In his desire to obey her he was still strong, but, this morning, as he walked along to Garradrimna he was possessed by a certain feeling of annoyance which seemed to strain the bond that stretched between them.
In the chapel he knelt beside Charlie Clarke, like the voteens around them, with a lifeless acquiescence in the ceremony. He was here not because his heart was here, but merely because his mother had wished it. When his lips moved, in mechanical mimicry of the priest, he felt that the way of the hypocrite must be hard and lonely.
When he came out, upon the road he was confused to find himself face to face with Rebecca Kerr. It seemed a trick of coincidence that he should meet her now, for it had never happened on any other morning. Then he suddenly remembered how his mother had kept him late from "eight o'clock" by her talk of the concert, and it was now Miss Kerr's school-going time.... She smiled and spoke to him.
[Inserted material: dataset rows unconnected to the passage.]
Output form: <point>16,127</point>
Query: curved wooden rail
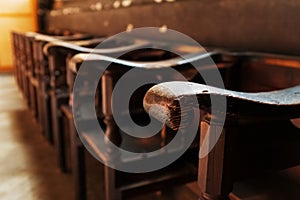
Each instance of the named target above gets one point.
<point>162,101</point>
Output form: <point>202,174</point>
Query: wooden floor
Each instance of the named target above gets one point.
<point>28,167</point>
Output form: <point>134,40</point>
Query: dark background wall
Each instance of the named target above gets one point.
<point>268,25</point>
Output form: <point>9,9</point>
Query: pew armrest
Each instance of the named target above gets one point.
<point>161,102</point>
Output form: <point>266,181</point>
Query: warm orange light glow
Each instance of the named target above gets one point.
<point>17,15</point>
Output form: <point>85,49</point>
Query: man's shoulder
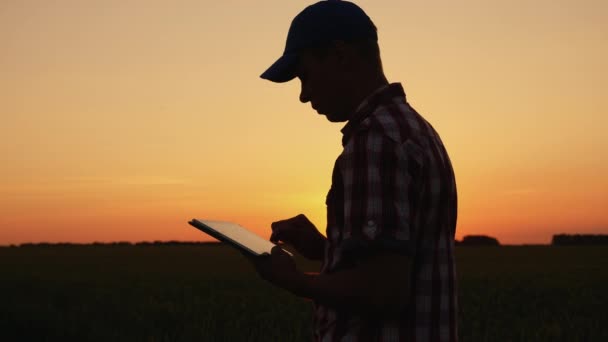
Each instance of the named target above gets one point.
<point>396,121</point>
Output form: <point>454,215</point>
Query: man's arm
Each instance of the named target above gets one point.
<point>378,285</point>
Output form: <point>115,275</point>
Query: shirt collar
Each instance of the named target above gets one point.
<point>384,94</point>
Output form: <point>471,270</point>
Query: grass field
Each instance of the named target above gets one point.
<point>210,293</point>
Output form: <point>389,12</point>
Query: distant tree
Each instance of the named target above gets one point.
<point>579,239</point>
<point>479,240</point>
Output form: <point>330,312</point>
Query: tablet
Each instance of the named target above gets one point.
<point>235,235</point>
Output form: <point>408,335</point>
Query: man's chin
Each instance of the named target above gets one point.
<point>335,118</point>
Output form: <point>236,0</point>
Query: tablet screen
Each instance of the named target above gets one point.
<point>233,233</point>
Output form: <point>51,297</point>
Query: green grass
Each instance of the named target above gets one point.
<point>210,293</point>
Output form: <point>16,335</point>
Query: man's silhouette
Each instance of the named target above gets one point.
<point>388,270</point>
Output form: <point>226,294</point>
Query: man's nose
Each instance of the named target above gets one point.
<point>304,95</point>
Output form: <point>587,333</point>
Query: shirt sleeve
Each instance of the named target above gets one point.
<point>377,182</point>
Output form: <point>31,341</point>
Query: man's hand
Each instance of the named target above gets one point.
<point>279,268</point>
<point>301,234</point>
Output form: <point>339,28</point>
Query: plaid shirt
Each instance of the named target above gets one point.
<point>393,189</point>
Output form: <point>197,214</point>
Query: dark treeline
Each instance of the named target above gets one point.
<point>477,240</point>
<point>579,239</point>
<point>117,244</point>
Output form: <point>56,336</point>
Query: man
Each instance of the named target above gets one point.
<point>388,270</point>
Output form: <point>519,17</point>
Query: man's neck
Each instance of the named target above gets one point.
<point>366,89</point>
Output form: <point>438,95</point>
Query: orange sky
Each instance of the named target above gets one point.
<point>122,120</point>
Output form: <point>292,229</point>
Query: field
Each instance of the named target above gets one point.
<point>210,293</point>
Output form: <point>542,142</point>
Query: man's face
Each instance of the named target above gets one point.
<point>323,85</point>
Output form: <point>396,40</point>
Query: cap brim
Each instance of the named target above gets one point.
<point>283,70</point>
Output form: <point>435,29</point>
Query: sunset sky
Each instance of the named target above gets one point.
<point>124,119</point>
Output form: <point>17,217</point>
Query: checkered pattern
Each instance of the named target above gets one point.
<point>393,189</point>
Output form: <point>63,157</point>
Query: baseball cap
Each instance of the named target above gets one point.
<point>318,25</point>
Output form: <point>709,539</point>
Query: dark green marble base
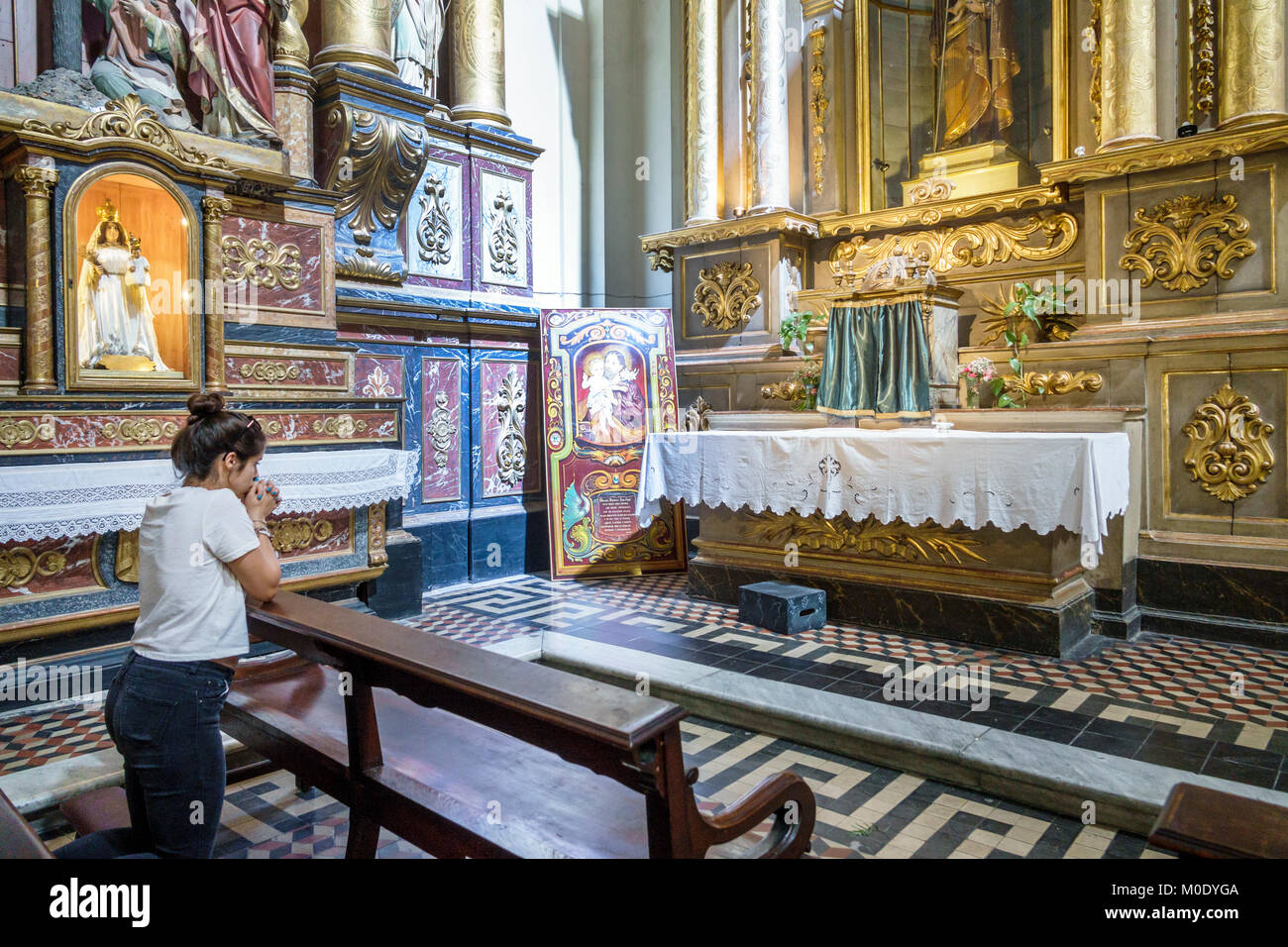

She looked handsome as she moved there along the road from the house of Sergeant McGoldrick to the Girls' School of Tullahanogue. She was in harmony with the beauty of the morning. There had been a dull pain upon his mind since he had last seen her, but already it was gone.
Although the concert might appear as the immediate subject to which their minds would turn, this was not so. They began to talk of places and things away from Garradrimna.
She spun for his amusement many little yarns of the nuns who conducted the college where she had been trained. He told her stories of the priests who taught in the English college where he was being educated for the priesthood. They enlarged upon the peculiarities of monastic establishments.
"And you're going to be a priest?" she said, looking up into his face suddenly with dancing eyes.
Such a question had never before been put to him in exactly this way.
"I am.... At least, I think so.... Oh, yes!" he faltered.
She laughed in a ringing, musical way that seemed to hold just the faintest trace of mockery in its tones, but it seemed, next instant, to be only by way of preface to another conventual tale which she proceeded to tell.